When I binged a few days ago, I was devastated. I felt like a failure, like it was time to give up.

I started to think about why I was so torn up about this binge, why I took it so personally. First off, I still feel some guilt/disappointment when I binge. But this was far more than that, so I think it's good to look into.


Lately, each time I start "anew" after a binge, I set it up as the "fix," as the "final solution." This last time, I really believed I was done with binges forever. I had a new tool (meal plan) and my new bracelet. I got both ideas from another blogger who's recovered from compulsive overeating, and she experienced that kind of "done with the overeating once and for all" that I desperately wanted. But as I write this, I realize that my disorder and my personality are unique. Not only did we have different disorders (compulsive overeating vs. binge eating disorder), we have different personalities (she's a 40 something mom of 2, I'm a single 20 something fresh out of college). In short, I was looking outside of myself for my "answer."

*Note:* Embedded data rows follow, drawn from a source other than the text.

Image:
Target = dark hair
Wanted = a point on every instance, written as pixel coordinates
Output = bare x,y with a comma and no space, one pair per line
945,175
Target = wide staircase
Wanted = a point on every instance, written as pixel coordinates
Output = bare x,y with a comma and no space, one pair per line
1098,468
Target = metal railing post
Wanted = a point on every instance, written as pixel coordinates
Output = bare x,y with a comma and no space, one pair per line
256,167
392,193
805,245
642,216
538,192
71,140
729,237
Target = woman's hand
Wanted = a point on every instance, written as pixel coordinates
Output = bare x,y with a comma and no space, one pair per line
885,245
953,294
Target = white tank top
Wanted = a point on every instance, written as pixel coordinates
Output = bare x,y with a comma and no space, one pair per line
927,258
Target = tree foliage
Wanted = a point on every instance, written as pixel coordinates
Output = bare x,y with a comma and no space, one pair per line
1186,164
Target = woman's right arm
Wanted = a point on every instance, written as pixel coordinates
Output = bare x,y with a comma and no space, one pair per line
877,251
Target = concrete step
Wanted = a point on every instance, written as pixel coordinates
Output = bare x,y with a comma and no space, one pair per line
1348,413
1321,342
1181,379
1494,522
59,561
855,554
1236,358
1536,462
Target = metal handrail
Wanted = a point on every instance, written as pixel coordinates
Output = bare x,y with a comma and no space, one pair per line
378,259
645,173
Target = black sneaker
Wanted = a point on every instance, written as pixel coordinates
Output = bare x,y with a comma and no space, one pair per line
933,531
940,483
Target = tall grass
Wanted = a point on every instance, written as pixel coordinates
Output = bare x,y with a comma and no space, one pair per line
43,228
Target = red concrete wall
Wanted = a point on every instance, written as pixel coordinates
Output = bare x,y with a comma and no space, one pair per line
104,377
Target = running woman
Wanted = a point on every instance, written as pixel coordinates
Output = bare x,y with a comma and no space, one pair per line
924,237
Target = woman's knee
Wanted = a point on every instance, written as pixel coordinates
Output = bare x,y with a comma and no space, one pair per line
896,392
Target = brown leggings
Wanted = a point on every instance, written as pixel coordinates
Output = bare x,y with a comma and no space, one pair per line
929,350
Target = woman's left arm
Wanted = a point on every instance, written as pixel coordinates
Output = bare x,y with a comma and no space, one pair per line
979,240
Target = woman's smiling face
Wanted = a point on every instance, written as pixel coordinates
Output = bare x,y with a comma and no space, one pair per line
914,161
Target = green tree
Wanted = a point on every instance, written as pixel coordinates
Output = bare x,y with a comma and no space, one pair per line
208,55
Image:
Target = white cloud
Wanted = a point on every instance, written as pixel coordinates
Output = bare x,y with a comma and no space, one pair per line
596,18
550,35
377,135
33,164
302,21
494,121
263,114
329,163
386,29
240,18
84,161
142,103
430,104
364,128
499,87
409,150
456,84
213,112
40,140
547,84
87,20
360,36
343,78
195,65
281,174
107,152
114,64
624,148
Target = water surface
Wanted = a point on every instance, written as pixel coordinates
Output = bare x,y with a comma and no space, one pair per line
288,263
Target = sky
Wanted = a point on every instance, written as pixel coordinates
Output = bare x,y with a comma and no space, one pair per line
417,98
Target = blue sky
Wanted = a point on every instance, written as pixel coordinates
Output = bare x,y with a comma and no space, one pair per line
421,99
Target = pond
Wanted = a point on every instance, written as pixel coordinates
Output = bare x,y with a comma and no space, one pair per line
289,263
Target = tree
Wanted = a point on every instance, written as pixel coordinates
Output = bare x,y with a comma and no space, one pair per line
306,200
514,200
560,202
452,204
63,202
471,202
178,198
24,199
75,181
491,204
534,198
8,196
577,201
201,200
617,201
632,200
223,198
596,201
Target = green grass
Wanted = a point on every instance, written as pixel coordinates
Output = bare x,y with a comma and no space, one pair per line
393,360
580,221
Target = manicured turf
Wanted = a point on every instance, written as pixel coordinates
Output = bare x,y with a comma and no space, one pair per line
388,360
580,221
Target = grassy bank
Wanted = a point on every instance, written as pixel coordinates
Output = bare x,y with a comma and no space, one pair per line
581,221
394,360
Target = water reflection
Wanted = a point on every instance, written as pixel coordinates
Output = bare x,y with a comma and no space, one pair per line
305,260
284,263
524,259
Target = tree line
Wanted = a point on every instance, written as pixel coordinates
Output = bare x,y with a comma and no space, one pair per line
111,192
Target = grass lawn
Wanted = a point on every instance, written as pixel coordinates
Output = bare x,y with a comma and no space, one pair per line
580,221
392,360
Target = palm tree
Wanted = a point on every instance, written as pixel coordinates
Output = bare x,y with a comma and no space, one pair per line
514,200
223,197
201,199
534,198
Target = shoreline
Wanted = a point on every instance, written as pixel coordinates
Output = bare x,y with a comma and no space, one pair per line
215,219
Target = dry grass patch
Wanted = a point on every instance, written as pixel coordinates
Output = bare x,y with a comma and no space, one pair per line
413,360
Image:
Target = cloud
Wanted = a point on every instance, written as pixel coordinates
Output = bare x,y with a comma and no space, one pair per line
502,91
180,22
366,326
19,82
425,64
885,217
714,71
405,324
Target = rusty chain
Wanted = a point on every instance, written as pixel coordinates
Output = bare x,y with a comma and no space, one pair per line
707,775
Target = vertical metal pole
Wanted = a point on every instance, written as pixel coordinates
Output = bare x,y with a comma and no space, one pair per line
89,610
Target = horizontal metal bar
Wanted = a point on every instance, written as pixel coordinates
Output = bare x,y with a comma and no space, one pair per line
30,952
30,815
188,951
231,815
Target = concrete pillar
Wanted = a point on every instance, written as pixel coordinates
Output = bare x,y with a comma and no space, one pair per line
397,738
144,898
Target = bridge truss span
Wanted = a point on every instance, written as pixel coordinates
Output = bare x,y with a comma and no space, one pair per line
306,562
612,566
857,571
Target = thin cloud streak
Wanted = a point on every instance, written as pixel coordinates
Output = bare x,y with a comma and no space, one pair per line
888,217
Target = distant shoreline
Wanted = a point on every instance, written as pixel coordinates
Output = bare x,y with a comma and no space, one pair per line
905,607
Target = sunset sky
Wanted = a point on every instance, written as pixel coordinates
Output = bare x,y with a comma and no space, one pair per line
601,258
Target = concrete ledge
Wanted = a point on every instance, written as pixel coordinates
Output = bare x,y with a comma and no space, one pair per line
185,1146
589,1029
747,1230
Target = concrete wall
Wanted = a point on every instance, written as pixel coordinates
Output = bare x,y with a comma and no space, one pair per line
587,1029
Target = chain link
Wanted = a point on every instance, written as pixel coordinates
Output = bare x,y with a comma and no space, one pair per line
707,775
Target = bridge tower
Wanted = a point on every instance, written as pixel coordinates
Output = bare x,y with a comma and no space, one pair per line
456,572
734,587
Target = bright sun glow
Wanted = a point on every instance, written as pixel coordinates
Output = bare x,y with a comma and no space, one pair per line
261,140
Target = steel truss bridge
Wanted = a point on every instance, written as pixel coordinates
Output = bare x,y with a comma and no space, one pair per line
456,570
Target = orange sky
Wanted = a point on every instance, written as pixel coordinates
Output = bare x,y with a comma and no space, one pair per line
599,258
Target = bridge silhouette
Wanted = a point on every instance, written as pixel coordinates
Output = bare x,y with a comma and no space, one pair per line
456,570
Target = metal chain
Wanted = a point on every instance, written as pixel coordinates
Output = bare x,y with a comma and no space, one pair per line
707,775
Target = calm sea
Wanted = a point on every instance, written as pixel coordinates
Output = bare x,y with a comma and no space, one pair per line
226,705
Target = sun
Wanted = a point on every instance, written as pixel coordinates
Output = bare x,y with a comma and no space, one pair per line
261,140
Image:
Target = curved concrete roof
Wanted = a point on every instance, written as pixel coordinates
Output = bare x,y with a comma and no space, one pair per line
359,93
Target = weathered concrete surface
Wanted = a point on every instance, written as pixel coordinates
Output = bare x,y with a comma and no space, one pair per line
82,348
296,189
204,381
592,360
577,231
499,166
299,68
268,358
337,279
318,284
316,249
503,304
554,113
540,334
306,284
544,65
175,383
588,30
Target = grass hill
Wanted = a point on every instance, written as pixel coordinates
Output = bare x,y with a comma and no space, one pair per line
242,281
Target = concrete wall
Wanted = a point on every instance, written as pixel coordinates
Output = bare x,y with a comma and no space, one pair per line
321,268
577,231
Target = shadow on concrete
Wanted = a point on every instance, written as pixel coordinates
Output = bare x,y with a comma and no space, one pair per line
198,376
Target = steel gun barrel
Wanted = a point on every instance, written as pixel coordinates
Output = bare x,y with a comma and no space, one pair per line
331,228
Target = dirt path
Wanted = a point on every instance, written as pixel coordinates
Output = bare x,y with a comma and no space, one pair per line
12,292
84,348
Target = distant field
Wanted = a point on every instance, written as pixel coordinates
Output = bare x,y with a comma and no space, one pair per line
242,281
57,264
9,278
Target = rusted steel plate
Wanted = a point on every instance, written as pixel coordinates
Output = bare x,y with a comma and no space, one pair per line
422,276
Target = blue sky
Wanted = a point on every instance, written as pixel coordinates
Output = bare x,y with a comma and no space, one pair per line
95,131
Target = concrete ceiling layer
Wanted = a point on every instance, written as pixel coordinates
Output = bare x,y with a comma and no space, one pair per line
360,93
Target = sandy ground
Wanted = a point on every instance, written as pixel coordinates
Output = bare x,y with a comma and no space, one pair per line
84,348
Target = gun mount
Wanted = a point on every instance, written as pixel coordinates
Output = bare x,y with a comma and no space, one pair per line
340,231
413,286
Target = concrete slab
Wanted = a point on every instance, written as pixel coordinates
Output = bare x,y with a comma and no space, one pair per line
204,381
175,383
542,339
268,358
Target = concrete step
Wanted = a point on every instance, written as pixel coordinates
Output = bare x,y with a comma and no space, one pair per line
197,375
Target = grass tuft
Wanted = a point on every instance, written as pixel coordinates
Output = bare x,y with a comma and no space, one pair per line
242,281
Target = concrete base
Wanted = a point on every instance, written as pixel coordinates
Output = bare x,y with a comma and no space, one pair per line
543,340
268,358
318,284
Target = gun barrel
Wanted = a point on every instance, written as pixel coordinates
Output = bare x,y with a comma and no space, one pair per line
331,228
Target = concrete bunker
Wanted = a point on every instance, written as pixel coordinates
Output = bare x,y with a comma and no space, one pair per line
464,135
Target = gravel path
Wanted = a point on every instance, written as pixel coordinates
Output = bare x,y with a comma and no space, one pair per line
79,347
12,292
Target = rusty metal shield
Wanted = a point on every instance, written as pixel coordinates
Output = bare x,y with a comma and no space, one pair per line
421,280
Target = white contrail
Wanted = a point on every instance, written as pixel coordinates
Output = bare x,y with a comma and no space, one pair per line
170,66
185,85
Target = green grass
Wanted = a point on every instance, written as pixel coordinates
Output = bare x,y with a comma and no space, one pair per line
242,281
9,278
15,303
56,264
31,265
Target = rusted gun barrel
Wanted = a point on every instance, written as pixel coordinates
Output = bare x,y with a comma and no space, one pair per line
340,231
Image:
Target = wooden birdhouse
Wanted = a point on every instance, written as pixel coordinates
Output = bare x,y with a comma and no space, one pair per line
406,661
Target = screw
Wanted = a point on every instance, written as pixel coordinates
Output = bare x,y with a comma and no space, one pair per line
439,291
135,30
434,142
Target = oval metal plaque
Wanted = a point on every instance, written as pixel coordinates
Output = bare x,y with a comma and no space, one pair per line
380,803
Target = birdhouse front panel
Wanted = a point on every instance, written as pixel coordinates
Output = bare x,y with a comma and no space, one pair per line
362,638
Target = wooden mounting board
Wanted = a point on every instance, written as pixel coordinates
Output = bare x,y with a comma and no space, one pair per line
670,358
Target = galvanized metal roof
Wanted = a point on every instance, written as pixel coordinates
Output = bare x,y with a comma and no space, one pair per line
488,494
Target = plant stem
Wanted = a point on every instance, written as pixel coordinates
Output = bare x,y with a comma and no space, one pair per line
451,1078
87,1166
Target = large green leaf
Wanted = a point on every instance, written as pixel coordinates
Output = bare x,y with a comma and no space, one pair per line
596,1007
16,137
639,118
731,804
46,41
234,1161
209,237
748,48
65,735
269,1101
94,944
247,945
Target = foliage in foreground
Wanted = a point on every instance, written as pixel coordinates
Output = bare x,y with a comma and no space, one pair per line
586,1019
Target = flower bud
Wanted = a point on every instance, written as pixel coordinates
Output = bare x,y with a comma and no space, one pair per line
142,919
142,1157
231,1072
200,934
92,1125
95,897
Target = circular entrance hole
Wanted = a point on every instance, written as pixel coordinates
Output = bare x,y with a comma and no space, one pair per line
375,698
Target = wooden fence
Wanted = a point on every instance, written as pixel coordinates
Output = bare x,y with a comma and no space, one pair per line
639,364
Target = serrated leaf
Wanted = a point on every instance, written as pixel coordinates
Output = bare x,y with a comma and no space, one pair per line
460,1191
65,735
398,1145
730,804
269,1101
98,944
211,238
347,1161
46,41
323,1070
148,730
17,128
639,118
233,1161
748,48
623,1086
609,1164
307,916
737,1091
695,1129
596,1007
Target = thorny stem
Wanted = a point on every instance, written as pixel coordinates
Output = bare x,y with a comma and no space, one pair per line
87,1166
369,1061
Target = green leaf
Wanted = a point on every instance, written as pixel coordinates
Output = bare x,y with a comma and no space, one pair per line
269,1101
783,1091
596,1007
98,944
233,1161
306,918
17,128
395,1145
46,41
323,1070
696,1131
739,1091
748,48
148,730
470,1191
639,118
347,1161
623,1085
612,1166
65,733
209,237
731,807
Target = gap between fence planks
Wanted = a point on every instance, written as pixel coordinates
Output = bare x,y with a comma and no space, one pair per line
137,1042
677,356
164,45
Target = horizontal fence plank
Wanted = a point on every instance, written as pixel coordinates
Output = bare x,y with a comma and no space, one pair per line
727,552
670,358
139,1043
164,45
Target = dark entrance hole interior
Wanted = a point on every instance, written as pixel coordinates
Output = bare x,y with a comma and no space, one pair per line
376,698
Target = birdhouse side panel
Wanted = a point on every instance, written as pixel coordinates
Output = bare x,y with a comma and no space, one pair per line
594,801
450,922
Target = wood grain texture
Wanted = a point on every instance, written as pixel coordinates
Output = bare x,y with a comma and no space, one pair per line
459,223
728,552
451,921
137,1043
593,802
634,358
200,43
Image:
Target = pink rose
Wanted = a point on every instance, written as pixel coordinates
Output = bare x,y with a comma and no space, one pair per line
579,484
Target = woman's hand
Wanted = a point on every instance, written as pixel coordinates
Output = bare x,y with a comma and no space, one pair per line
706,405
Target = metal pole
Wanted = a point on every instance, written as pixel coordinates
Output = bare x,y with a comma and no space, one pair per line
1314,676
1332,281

Looking inward is scary because it magnifies the feelings of failure. What I mean by that is there's what feels like a thick brick wall guarding so many of my feelings, beliefs, emotions, etc. I don't have the ability to just access all of that, so when I can't I feel extremely frustrated and often, like a failure. It's scary that accessing those things is out of my control. I like to avoid that feeling, so I manipulate my thoughts into thinking I've finally arrived at the "solution," the behaviors that will bring me to happiness and recovery.

It's a long, bumpy road to recovery. I'm walking it now, just by writing this, just be realizing a pattern. So as I start fresh again, I'm trying to reframe it to see the binge as part of my recovery--maybe a detour--but not as a failure in it. I binged for a reason. I think I'm closer to understanding why (fear of failure, fear of loss of "control"). And that may not be my last binge ever, but I could work towards not letting it last as long (3 days--with the 2nd two being driven solely by feelings of failure).

Binging is part of recovery, not a failure in recovery. It's a tool I can use to learn something about myself, a tool I can use to break a pattern. So I"m going to try to break this pattern of thinking of recovery as a "magic solution," and instead as a long journey that I have to keep on, even when I feel like giving up...especially when I feel like giving up.